Healthcare IT spent years chasing interoperability, and in many ways, it won. Standards like TEFCA made it possible for systems to talk to each other at scale. But once the pipes were connected, a harder truth emerged: data flow alone doesn't ease clinician burnout or improve the lived experience of care. Now, progress hinges less on whether systems can exchange information and more on whether that connection actually helps the people using it.
Enter Stephanie Hines, the Senior Vice President and Chief Information Officer at Valleywise Health. A seasoned executive with leadership experience at major health systems like Intermountain Health and Atrium Health, Hines is also a Registered Nurse and a Certified Healthcare CIO. But Hines isn't your typical CIO. She didn't start as a nurse who learned IT; she was a programmer and architect who made a mid-career pivot to become a nurse. Her unusual journey gives her a rare bilingual command of both worlds, bridging the credibility gap that often separates clinical and technical teams. She’s championing a move beyond interoperability to something she calls "harmony."
"Interoperability is about connecting systems. Harmony is about the collective experience of the people using them, and whether that experience is actually meaningful," said Hines. That distinction reframes the entire goal of healthcare technology. When systems create friction, clinicians become so "cognitively burdened with complex systems that don't work well together" that they can’t focus on their patients. This friction gets in the way of the clinician-patient relationship because people are no longer connecting to the purpose that brought them into healthcare in the first place. The future, she believes, lies in designing a collective experience where technology actively supports the people who use it.
The engagement dividend: But a human-centric focus challenges traditional productivity metrics.
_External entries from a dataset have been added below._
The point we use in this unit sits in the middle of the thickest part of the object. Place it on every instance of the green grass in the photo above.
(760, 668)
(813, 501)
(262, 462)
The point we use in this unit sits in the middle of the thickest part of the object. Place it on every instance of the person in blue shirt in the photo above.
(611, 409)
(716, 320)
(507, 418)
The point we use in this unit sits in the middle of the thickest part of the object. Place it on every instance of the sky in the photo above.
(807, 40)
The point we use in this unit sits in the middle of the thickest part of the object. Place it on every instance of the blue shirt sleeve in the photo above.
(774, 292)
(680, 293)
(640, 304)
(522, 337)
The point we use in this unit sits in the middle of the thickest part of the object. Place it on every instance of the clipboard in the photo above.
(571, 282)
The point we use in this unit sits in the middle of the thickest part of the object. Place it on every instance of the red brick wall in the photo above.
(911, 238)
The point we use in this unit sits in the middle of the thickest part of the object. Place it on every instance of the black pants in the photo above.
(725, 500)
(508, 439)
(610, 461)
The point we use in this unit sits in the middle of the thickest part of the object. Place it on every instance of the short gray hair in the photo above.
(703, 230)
Hines advised leaders to adopt a more holistic, long-term view of ROI that accounts for the real, often unmeasured, costs of burnout such as lost productivity from open positions and the expense of recruiting providers. The business case for harmony, she said, is found in the upside of engagement. "When systems stop getting in the way and everything clicks, people work differently. They’re more focused, more confident in what they’re contributing, and better positioned to succeed. That energy translates directly into better care and more sustainable performance."
Leadership on foot: To achieve this, Hines pointed to a leadership strategy that uses proximity to build a foundation of trust. She is formalizing this with quarterly strategy sessions to discuss pain points and goals, but insisted that the true work of change management happens through "old-fashioned relationships." It’s this trust, built on an understanding of clinical reality, that forges deeper alignment and buy-in. "You can't sit in an office. You have to be out and about. You have to be on the units," she insisted. "You have to hear the voice of the customer that you are serving, understand it, and be able to share that back."